一方、total_changes関数は、現在のデータベース接続が開始されてから実行されたすべてのSQL文による影響行数の合計を返します。
今回紹介するchanges関数は、直前のステートメントの結果のみをピンポイントで確認したい場面に適しています。
実装/解決策
changes関数は引数を取らず、SELECT文と組み合わせて呼び出すだけで使用可能です。注意点として、直前のSQLがSELECT文などの参照系であった場合や、何も処理が行われなかった場合は「0」が返されます。また、トリガーによる影響行数はカウントに含まれない(あるいはトリガー自体の影響は考慮されないケースがある)ため、複雑なスキーマで運用している場合は注意が必要です。
サンプルプログラム
以下のコードは、テーブル作成からデータ操作、そしてchanges関数を用いた行数確認の一連の流れです。
— 1. テスト用テーブルの作成
create table staff(id integer primary key, name text, address text);
— 2. データの挿入
insert into staff(name, address) values(‘Yamada’, ‘Tokyo’);
insert into staff(name, address) values(‘Suzuki’, ‘Osaka’);
— 直近の挿入結果を確認(期待値: 1)
select changes() as affected_rows;
— 3. データの更新
— ‘Osaka’を小文字の’osaka’に統一する操作を想定
update staff set address = ‘osaka’ where address = ‘Osaka’;
— 更新行数を確認(期待値: 1)
select changes() as affected_rows;
— 4. データの削除
delete from staff where address = ‘Tokyo’;
— 削除行数を確認(期待値: 1)
select changes() as affected_rows;
— 5. 該当なしのケース
delete from staff where address = ‘Fukuoka’;
— 一致する行がない場合、changesは0を返す
select changes() as affected_rows;
応用・注意点
実務における注意点は以下の2点です。
1. トランザクションとの併用: トランザクション内で複数の更新を行う場合、必ず各文の直後にchanges関数を実行してください。
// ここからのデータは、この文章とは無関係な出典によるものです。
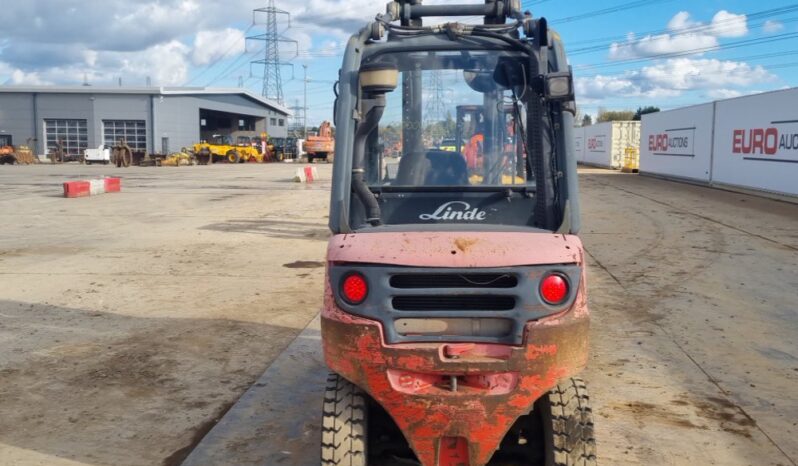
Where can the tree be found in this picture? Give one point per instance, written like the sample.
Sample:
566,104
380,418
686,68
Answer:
623,115
643,111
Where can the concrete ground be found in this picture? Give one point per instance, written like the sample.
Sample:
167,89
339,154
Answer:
130,322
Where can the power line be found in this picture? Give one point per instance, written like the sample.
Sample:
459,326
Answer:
210,65
645,36
730,45
607,11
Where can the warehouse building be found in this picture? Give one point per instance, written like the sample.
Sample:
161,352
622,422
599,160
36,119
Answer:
155,119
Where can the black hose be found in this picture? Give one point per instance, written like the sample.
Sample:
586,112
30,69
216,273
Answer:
359,186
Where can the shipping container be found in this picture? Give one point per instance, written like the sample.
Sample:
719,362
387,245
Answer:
756,142
605,144
579,144
678,143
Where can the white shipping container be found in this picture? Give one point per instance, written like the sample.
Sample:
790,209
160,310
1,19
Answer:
579,144
678,143
606,143
756,142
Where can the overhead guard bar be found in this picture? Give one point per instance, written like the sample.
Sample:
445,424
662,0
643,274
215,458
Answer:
492,9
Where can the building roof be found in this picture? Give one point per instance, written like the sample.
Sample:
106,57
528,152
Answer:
164,91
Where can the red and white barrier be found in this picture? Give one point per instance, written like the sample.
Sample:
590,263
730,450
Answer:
306,174
86,188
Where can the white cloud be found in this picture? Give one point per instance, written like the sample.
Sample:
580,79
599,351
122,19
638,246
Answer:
671,78
217,44
649,46
685,36
689,74
725,24
720,94
680,21
772,26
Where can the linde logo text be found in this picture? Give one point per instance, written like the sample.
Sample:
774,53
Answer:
455,210
765,141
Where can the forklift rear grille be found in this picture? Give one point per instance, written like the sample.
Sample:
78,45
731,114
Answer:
452,280
454,303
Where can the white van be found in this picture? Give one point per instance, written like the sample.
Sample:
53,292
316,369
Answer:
101,154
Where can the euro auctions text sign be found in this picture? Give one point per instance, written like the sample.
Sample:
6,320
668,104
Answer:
673,142
776,143
597,143
678,142
756,142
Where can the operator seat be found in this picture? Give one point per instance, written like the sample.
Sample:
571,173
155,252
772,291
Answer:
432,168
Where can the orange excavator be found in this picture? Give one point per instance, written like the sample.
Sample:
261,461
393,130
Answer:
321,146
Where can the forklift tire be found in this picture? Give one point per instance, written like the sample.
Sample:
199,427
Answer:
344,424
233,156
567,420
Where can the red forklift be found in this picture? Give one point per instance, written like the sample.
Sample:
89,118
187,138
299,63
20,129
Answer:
455,318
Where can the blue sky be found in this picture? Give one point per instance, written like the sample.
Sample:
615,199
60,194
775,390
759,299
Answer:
667,53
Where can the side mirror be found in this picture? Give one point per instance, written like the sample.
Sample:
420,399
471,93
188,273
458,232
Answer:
559,87
378,78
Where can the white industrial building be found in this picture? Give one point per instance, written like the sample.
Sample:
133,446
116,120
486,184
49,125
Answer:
155,119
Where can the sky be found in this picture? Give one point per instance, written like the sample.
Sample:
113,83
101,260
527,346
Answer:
625,53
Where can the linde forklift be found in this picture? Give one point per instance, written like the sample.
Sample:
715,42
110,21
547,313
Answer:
455,318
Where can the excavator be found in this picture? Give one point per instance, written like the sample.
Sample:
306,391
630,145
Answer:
320,146
455,319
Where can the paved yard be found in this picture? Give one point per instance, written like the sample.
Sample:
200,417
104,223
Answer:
130,322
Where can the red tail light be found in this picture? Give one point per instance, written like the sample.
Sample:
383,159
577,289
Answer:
554,289
354,288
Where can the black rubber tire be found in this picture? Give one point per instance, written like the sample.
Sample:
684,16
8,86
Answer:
344,424
567,420
205,157
233,156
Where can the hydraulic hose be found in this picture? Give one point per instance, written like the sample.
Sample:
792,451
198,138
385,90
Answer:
359,186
間に別のSQLを挟むと、値が上書きされてしまいます。
2. トリガーの影響: トリガーが定義されているテーブルに対してSQLを実行した場合、changes関数が返す値は「トリガーによって処理された行数」を含まない場合があります。厳密な行数カウントが必要な業務ロジックでは、トリガーの挙動を事前に検証しておくことが推奨されます。
これらの関数を適切に活用することで、アプリケーション側のログ出力やエラーハンドリングがより堅牢なものになります。ぜひ開発中のデバッグやデータメンテナンスにお役立てください。